De omvang van de loondoorbetalingsverplichting in het derde ziektejaar was inzet van een geschil bij de kantonrechter. Onderdeel van dat geschil was of het door te betalen loon mag worden gekort met de inkomsten die de arbeidsongeschikte zieke werknemer
geniet uit andere arbeid dan zijn dienstverband met de werkgever. De werkgever is wettelijk verplicht om 70% van het loon door te betalen. In de arbeidsovereenkomst of in een CAO kan worden vastgelegd dat meer dan 70% van het loon wordt doorbetaald. Is er
niets anders geregeld, dan geldt in het derde ziektejaar de wettelijke loondoorbetalingsverplichting van 70%.
Volgens de kantonrechter mocht de werkgever in het derde ziektejaar de loonbetaling opschorten. Een werkgever mag de loonbetaling alleen opschorten als hij de werknemer onverwijld kennis heeft gegeven van de aanleiding daartoe. Voor het derde ziektejaar
had de werkgever daaraan voldaan. De combinatie van de opgelegde loonsanctie en het niet verstrekken van informatie over zijn inkomsten door de werknemer waren voldoende aanleiding voor de werkgever om het loon stop te zetten.

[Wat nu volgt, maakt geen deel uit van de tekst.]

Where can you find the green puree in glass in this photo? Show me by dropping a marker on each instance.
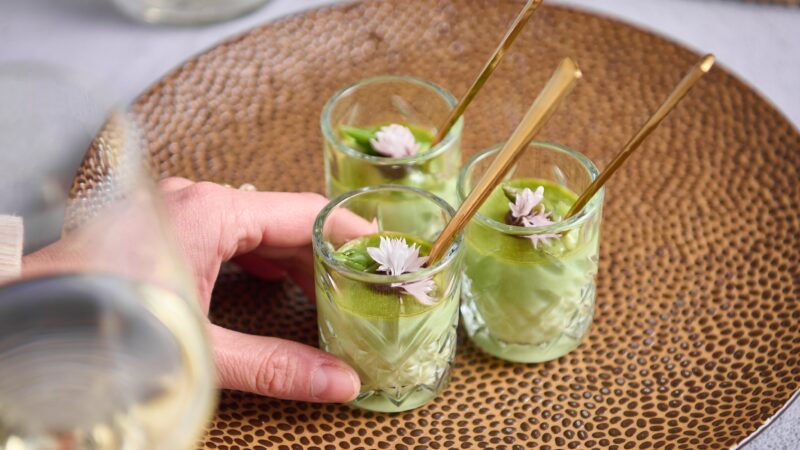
(400, 348)
(370, 300)
(359, 138)
(523, 303)
(436, 174)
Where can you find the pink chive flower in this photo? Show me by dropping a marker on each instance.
(395, 141)
(523, 208)
(396, 257)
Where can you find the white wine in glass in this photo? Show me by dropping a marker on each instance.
(102, 344)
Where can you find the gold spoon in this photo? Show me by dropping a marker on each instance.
(691, 77)
(540, 111)
(488, 69)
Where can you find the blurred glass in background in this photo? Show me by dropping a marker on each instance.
(102, 345)
(187, 12)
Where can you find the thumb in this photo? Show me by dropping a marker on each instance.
(279, 368)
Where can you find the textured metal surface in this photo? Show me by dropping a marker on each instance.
(696, 338)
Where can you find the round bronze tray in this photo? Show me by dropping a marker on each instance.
(696, 338)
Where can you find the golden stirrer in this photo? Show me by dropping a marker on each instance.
(505, 44)
(540, 111)
(691, 77)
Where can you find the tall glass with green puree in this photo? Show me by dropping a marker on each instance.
(380, 130)
(380, 307)
(529, 283)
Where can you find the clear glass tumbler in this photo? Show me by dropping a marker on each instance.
(187, 12)
(402, 349)
(524, 302)
(381, 101)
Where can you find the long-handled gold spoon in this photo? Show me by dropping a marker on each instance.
(691, 77)
(540, 111)
(488, 69)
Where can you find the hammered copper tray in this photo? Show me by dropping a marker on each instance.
(697, 330)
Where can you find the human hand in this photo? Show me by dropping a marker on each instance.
(268, 234)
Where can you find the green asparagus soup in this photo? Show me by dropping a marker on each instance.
(431, 170)
(526, 302)
(401, 348)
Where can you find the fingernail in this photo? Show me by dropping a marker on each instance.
(334, 384)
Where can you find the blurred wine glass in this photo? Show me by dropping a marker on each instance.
(187, 12)
(102, 345)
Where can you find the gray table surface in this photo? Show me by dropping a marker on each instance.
(759, 43)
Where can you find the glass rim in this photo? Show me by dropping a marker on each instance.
(320, 244)
(330, 135)
(563, 226)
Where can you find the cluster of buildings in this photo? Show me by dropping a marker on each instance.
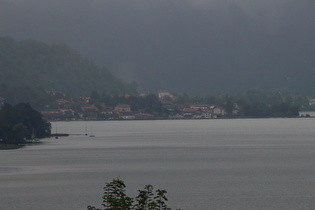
(83, 110)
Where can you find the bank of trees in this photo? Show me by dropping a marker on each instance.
(115, 198)
(21, 122)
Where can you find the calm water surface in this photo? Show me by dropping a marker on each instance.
(203, 164)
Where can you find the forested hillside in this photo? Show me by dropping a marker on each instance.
(54, 67)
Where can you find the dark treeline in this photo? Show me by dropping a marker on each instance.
(253, 103)
(21, 122)
(54, 67)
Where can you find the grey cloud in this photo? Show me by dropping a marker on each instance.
(179, 45)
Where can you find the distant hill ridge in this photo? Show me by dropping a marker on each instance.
(56, 67)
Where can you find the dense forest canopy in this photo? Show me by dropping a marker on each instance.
(54, 67)
(21, 122)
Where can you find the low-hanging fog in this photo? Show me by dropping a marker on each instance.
(194, 46)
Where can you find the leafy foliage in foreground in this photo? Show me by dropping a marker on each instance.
(115, 198)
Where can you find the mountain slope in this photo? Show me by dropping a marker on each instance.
(54, 67)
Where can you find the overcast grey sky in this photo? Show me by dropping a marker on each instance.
(178, 45)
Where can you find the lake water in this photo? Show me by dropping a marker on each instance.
(203, 164)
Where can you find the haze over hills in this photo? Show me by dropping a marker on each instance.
(54, 67)
(193, 46)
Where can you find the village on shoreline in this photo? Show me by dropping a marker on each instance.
(84, 109)
(160, 106)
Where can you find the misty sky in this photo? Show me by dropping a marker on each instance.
(178, 45)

Op grond van de wet mag de werkgever op het loon bij ziekte in mindering brengen de inkomsten van werkzaamheden die de werknemer tijdens zijn ziekte heeft verricht. In de literatuur bestaat discussie over de vraag of bij een loonbetalingsverplichting van
70% de inkomsten voor 100% mogen worden gekort of slechts voor 70%. Een andere variant die wordt bepleit is dat de werknemer mag bijverdienen tot 100% van zijn loon en dat alleen het meerdere mag worden gekort. De wettekst pleit volgens de kantonrechter voor
volledige korting van alle inkomsten. De wettekst maakt geen enkel voorbehoud ten aanzien van de omvang van de korting.
Omdat de inkomsten uit andere activiteiten beduidend hoger waren dan de loonbetalingsverplichting tijdens het derde ziektejaar, hoefde de werkgever aan de werknemer geen loon meer te betalen.